Interested in lots of things, but mainly crypto, browsertech, and interfaces.
Frameworks
September 20, 2023 frontendSvelte 5 came out today. Intellectually it seems cool with it’s signals based approach to reactivity. Sure, React doesn’t offer something like this. But I also can’t help but feel like these sort of optimizations aren’t necessary, or are only necessary in niche cases. You see this all of the time across frameworks. Svelte and solid are two that are buzzy this past year due to their reactivity, but I am still yet to run into a front-end task where I feel compelled to use reactivity. Most of the time, react just works, and it works great. I can’t help but feel like these framework improvements are minute and honestly not worth switch from framework to framework for.
The good: In some sense, having a myriad of frameworks is almost like free R&D for react. If some idea truly holds, it can most likely get gobbled up into react’s API.

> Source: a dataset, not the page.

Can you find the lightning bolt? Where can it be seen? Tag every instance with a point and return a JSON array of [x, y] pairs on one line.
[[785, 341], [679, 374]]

The ideal: I wish more framework Authors were doing something like Vercel. Svelte prides itself on being a “compiled” framework, but what framework isn’t compiled these days. Even if it isn’t true compiling, it seems like every framework under the sun requires a build step. The real interesting work comes from frameworks like Next that make strong assumptions about the infra the framework will eventually be deployed to. This means it can do support things like SSR + serverless without the developer needing to care about what these things are. In my opinion this is a way bigger improvement to a framwork than something like svelte making minor optimizations to the perf of the application itself.
I’d love to see more frameworks that take the same approach and are opinionated about what infra their frameworks will eventually be deployed to. Why is vercel / next the only player in this space? In some sense, you could consider providers like upstash loosely similar. They are creating simple abstractions to use infra (task queues, cron jobs) that take the form of API and simple SDKs you can call from your code. Yet, these abstractions feel fundementally less powerful than the abstractions on next. For example, creating a function in an API folder and having that automatically deploy to a serverless function is genius level devx and is honestly a beautiful abstraction that 100% hides the infra details.
We need more frameworks that are thinking at the infra level.